Ini adalah salah satu hal yang kau sukai darinya. Seberapa besar kesalahan yang ia lakukan, kekasihmu tak pernah ragu untuk meminta maaf setelahnya.

"Kongpob, aku punya kewajiban yang tidak bisa kuhindari. Dan aku punya hak untuk bebas melakukan apa yang kuinginkan. Yang kau lakukan ini.. membuatku tak nyaman," kau mencoba mengungkapkan dengan jujur. Kongpob menunduk, terdiam.

"Kau tidak perlu takut, aku memiliki komitmenku sendiri sebagai kekasihmu. Aku tidak akan menyukai orang lain selain dirimu, jadi kau tidak perlu mengekangku,"

"Tapi P'-"

"Apa dimatamu aku adalah peliharaan?"

"Aki tidak pernah beranggapan seperti itu P'Arthit! Kau kekasihku, aku mencintaimu!" Sangkalnya cepat.

Kau tersenyum lagi, "Tapi kau seperti menganggapku layaknya itu.. Kau tidak membiarkanku bebas, tidak membiarkanku menikmati kebersamaanku bahkan dengan sahabatku sendiri. Kau seperti mengikatku dengan tali kekang, menjeratku dan itu terasa menyesakkan."

"...."

"Aku ingin kau bisa mempercayaiku, Kongpob,"

"P'Arthit sungguh tidak akan meninggalkanku demi orang lain?" Ia balik bertanya.

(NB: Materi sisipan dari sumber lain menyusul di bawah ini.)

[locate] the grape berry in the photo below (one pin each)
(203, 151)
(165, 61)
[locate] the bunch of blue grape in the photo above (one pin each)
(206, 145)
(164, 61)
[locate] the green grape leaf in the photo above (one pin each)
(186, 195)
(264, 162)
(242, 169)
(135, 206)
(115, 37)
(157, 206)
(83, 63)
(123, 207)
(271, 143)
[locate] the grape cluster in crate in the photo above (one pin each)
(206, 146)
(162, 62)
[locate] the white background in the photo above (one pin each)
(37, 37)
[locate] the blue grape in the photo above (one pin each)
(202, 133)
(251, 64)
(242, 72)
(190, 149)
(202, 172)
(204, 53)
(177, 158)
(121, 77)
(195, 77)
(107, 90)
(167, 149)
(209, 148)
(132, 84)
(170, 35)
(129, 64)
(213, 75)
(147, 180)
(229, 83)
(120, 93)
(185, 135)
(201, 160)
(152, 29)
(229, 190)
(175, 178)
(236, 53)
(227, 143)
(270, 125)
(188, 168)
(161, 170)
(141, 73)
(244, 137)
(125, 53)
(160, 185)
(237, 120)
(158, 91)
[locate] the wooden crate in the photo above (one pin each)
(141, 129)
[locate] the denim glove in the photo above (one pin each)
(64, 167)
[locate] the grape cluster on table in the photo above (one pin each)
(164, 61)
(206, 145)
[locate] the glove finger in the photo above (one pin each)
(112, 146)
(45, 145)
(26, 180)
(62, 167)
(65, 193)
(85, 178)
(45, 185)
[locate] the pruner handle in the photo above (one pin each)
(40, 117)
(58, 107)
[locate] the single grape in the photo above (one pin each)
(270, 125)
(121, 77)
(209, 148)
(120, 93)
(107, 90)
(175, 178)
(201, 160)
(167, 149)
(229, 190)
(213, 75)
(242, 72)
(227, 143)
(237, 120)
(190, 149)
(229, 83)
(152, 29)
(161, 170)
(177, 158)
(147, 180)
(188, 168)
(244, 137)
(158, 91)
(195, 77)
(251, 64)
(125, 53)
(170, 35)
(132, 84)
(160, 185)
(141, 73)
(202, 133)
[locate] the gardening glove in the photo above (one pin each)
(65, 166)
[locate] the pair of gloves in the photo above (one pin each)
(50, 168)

Kau mengangguk pasti. "Aku bukan orang yang mudah selingkuh, kau tau?"

Kongpob bergerak memelukmu, pelukan yang hangat membuatmu nyaman. Tak peduli pakaianmu kini ikut basah karenanya. Kongpob bertanya lagi untuk memastikan. "Apakah P'Arthit mencintaiku?"

"Aku mencintaimu, Kongpob," jawabanmu begitu tulus. lalu sebuah ide terlintas di benakmu, sesuatu yang mungkin bisa menenangkan Kongpob dan membuatnya kembali ceria. "Kupikir aku akan menemui Kepala Direktur hari ini,"

Kongpob melepaskan pelukannya, menatapmu tak mengerti.

"Aku akan meminta padanya untuk memindahkanku ke bagian yang lain," kau sepertinya sudah jatuh terlampau dalam kepadanya hingga mengikuti jejak kegilaannya karena berencana seperti itu. Meskipun sulit kau akan berusaha.

Mengerti maksudmu, Kongpob tersenyum lebar, matanya memancarkan rasa haru tak terkira. "P'Arthit, aku mencintaimu!!" serunya lalu memelukmu lebih erat daripada sebelumnya.

Kau mengusap wajahnya, dan mengambil inisiatif untuk menciumnya lebih dulu. Kongpob tidak keberatan. Ia membalasnya dengan terburu. Satu kecupan hangat yang berakhir dengan dua tubuh berpeluh di ranjang.
Saat itu kau begitu lelah, tanpa mengetahui ada pemberitahuan misscall dan pesan dari seseorang di ponselmu yang tergeletak terlupakan di atas meja nakas di samping tempat tidur.
Kau tidak tahu, malam ini mungkin kau bisa tidur dengan tenang dalam pelukannya, tapi esok hari... kau sampai pada takdir yang tak terduga.